The indefatigable Subhadra Sen Gupta! All children from eight to eighty (this phrase was made famous by Satyajit Ray) must be her fans. No one has done more to make history accessible and as much fun as her numerous books on the nationalist movement and leaders testify. Her latest grapples with the broad sweep of Indian civilization from Harappa to British rule and it is lucid and a delightful read.
This slim book is divided into four chapters: Early India on Harappans and Indo-Aryans, Ancient India on Mauryas, Guptas, Pallavas and Cholas, Medieval India on the Sultanate and Mughals and British India. By focussing on the broad periods of Indian history that saw significant social and cultural change, the attempt is to draw away from the dreary and repetitive history of dynasties and political intrigues. The message to young readers is clear: there is more to history than memorizing names and dates.
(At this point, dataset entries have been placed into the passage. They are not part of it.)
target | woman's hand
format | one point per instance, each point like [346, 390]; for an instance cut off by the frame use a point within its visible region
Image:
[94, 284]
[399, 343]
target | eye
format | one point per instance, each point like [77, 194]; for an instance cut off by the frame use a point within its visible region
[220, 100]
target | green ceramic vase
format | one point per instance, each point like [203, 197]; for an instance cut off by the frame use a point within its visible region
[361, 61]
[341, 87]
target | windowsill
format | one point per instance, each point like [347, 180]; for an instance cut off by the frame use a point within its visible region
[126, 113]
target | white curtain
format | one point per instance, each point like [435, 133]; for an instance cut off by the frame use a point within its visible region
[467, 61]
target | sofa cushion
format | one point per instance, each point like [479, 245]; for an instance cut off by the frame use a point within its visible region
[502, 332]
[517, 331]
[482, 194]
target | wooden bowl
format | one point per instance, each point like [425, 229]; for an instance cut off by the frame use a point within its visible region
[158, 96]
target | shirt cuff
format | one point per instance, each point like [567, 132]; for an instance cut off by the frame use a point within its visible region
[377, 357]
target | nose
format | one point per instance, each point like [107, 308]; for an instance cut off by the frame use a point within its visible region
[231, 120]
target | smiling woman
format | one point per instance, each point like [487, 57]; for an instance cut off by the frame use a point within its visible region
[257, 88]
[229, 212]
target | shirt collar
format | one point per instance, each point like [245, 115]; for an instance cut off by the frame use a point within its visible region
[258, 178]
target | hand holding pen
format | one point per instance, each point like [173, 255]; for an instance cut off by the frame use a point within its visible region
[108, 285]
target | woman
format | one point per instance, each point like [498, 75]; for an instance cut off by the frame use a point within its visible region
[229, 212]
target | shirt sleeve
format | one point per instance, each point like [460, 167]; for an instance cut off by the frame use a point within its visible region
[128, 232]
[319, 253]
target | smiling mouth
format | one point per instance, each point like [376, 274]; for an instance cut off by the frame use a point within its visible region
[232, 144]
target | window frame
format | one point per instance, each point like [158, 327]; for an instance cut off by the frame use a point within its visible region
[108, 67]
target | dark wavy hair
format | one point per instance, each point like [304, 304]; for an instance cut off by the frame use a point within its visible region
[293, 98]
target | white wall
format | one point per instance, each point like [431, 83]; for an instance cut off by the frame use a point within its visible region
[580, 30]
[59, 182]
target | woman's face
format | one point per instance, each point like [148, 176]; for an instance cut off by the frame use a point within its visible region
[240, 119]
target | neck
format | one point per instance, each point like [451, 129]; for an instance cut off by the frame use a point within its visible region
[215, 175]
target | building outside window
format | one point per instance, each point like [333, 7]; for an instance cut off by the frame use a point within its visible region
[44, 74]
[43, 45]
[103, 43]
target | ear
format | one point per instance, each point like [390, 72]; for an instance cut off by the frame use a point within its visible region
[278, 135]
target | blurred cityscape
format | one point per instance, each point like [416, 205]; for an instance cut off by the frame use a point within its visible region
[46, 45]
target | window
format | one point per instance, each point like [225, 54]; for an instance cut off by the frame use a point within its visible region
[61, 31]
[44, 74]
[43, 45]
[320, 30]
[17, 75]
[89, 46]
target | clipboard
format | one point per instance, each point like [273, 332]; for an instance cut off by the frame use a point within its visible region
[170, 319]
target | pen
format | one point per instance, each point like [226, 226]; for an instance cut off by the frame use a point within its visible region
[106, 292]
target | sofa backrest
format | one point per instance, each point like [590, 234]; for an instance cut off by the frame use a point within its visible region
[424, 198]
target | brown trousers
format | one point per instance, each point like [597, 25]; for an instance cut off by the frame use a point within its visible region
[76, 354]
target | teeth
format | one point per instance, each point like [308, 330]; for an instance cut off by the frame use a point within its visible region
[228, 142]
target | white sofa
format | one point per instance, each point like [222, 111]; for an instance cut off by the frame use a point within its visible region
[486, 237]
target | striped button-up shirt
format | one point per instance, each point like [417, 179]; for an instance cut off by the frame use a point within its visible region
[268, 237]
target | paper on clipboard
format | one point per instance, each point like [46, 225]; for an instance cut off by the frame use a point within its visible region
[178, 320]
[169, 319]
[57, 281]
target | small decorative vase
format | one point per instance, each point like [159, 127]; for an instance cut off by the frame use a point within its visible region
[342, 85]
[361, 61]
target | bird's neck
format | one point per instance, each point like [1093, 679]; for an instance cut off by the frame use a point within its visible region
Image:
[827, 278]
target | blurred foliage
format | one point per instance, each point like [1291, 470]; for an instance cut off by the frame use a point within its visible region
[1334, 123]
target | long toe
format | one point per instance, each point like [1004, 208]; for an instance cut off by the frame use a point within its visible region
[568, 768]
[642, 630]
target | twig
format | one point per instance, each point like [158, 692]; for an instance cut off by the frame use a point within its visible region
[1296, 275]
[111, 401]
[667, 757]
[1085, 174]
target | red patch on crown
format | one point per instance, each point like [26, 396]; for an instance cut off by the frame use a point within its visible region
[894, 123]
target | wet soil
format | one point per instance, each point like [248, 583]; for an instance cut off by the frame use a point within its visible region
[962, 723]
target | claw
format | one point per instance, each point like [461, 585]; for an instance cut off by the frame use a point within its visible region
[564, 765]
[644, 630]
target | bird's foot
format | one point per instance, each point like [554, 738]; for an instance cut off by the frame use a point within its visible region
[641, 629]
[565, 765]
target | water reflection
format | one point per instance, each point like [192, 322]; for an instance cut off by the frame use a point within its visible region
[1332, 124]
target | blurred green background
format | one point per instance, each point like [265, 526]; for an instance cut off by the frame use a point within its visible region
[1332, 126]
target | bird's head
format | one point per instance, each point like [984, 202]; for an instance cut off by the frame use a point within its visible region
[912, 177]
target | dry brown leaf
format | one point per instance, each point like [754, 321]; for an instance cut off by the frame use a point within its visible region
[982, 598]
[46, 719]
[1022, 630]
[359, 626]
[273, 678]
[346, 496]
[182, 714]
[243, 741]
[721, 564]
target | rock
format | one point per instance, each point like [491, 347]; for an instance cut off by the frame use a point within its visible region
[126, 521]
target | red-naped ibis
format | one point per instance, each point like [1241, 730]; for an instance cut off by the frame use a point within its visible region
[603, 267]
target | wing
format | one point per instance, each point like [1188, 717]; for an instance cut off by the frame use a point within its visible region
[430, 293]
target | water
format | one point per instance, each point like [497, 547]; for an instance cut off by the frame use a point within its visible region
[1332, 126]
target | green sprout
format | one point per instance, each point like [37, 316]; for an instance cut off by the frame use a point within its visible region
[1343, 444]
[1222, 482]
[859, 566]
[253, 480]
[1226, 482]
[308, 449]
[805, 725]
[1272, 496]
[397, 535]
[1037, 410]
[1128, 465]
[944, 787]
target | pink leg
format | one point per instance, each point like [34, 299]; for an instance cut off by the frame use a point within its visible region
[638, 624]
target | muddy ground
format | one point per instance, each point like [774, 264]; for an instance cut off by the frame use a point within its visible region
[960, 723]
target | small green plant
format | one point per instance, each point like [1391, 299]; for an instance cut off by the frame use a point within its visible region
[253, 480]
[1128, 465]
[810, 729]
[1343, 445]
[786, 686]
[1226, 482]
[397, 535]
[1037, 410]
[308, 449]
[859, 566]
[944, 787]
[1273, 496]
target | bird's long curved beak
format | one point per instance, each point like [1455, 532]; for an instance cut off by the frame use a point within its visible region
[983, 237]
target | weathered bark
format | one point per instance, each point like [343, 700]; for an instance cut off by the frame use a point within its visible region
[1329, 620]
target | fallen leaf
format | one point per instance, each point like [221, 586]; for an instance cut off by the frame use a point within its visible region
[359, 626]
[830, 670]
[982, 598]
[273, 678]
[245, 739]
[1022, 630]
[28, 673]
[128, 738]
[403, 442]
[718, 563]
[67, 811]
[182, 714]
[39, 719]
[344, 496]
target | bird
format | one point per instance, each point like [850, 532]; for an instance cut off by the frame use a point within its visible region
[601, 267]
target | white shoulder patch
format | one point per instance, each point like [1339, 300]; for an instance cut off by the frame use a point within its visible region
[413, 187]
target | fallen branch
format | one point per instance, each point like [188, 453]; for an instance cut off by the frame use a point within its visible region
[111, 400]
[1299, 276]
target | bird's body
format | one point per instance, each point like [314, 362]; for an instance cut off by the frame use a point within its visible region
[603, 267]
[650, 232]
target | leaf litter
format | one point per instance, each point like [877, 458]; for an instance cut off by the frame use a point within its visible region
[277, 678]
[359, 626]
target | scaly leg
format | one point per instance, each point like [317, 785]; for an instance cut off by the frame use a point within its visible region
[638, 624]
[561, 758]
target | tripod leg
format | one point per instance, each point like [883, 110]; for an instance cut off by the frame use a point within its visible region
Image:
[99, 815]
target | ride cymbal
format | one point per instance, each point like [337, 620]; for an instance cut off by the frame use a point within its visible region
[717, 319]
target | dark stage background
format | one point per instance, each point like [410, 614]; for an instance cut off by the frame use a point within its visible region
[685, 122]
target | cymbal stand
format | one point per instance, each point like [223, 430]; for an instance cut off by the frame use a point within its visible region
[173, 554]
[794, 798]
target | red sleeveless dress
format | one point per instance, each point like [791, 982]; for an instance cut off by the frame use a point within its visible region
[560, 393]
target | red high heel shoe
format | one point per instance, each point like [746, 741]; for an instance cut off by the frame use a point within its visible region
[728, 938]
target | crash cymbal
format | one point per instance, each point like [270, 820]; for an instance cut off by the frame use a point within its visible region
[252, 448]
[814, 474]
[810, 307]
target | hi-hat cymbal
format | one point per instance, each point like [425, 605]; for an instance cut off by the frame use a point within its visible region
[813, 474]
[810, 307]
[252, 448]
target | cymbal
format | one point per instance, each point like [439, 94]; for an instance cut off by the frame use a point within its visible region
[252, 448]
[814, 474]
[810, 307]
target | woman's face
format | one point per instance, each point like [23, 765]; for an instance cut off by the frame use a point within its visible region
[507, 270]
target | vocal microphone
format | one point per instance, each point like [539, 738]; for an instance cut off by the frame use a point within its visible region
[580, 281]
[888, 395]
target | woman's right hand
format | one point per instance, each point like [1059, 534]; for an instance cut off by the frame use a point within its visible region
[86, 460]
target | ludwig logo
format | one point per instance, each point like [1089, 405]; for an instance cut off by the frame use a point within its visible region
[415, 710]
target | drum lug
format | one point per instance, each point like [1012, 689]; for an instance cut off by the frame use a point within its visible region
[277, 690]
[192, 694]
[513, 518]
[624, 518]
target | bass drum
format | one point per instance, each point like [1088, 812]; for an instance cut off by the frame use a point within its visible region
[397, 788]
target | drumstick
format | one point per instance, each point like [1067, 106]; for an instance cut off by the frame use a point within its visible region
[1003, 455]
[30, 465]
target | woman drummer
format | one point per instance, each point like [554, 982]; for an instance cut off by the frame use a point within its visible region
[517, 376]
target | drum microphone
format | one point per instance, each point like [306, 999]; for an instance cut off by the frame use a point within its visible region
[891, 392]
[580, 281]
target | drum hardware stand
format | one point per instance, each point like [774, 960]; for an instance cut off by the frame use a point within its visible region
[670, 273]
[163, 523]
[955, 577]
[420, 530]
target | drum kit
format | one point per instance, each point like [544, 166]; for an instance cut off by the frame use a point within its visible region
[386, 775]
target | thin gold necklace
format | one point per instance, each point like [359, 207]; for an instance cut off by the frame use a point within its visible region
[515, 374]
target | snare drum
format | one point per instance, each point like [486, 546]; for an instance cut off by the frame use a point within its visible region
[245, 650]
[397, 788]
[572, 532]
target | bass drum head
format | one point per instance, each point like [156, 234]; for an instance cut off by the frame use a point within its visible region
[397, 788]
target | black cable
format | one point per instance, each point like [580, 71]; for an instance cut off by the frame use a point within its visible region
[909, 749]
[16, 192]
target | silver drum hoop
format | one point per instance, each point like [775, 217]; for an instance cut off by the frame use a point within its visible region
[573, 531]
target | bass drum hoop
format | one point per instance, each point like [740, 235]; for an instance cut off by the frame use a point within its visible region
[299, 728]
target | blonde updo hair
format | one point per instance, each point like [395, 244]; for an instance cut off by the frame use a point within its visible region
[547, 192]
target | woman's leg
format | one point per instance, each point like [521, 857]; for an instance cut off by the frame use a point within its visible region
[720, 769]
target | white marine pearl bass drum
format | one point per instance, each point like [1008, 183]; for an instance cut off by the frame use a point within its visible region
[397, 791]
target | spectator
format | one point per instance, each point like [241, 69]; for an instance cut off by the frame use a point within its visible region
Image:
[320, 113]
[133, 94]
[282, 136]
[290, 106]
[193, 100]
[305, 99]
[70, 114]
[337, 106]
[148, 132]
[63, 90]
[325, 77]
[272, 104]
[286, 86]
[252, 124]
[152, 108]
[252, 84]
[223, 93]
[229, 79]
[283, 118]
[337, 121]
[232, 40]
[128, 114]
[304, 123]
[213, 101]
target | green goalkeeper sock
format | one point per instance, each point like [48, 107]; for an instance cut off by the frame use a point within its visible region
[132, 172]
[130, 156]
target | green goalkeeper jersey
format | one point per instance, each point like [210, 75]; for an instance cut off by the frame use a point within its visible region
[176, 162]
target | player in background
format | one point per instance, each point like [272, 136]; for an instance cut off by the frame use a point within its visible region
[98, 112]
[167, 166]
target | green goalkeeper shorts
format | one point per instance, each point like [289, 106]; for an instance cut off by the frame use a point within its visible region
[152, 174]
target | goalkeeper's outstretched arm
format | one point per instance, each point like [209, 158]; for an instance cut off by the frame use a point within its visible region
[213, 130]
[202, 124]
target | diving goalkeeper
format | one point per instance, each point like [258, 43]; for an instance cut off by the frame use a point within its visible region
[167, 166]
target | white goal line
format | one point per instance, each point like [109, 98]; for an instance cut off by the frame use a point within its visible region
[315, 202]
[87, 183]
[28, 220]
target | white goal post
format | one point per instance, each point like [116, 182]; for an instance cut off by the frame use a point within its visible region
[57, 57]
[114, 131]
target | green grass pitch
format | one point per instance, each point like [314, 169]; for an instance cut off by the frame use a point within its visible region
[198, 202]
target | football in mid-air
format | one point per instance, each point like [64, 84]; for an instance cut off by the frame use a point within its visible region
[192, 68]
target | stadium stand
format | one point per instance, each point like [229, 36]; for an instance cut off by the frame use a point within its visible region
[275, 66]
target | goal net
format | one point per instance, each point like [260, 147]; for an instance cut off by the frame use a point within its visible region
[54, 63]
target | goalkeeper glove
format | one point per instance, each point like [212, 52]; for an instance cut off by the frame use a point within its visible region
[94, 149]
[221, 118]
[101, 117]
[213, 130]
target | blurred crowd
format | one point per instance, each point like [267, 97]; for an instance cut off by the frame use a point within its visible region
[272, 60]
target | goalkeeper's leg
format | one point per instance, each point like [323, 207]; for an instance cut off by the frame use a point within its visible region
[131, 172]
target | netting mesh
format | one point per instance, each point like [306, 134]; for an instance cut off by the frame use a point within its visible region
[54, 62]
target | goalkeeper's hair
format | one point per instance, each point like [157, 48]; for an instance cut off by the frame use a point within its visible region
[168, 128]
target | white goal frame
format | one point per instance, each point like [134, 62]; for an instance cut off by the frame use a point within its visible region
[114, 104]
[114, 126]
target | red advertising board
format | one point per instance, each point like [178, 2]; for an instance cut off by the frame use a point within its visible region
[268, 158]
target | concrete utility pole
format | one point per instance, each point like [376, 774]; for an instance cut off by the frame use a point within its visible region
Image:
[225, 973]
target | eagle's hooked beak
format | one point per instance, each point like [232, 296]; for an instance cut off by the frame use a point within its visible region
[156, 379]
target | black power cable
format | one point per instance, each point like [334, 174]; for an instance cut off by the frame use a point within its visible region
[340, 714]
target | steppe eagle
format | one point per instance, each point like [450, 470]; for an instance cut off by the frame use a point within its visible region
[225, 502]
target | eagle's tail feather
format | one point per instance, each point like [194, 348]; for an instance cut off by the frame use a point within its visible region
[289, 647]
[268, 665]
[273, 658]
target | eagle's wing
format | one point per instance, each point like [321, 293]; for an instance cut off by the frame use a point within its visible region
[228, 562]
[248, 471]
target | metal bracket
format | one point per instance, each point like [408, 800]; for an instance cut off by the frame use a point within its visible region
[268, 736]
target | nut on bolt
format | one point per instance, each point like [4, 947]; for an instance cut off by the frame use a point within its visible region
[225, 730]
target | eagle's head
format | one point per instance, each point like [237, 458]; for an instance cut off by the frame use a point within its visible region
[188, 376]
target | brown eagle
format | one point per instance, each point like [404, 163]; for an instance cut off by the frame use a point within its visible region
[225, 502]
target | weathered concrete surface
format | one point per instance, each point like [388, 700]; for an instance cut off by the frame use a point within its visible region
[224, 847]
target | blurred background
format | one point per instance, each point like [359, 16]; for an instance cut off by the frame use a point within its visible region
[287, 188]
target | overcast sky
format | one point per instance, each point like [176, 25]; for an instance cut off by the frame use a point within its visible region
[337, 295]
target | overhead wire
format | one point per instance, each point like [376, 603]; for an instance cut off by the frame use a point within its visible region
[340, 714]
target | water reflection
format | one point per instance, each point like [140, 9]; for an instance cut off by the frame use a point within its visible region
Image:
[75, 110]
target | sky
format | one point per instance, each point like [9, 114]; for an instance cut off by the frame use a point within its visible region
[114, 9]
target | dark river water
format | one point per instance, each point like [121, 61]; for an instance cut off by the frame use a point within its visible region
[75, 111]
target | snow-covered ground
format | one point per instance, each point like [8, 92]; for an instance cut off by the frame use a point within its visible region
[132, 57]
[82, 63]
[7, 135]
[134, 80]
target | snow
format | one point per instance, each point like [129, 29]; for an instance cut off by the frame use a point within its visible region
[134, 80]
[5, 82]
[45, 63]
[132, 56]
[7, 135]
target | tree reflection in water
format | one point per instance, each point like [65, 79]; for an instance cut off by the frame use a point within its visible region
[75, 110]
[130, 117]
The chapters begin with short accounts of the possible lives of children from the different historical eras. So there is Urpi and her brother Kira, potter children from Harappa—a nice touch, since pottery is something that has survived aplenty from this era, Dhani the Indo-Aryan, who is from a peasant family, Madhura, a child maid employed by Emperor Asoka’s family, Divakar whose father is a craftsman who made bronze images for which the Chola period is famous, Salim whose father was a qawwal at the dargah of Sheikh Nizamuddin Auliya, Shaheen whose mother made a living by embroidery in Mughal India and Mini during British rule who found her family opposing her admission to a school. The accounts are imaginary—including the names, which are invented, but they help us to enter the pasts of ordinary folk and of children who are wide eyed but curious and inquisitive about their world. It is an imaginative device to invite young readers to inhabit the past and feel at home in history (since most histories focus on adults) and has been done very successfully in the new set of NCERT textbooks also.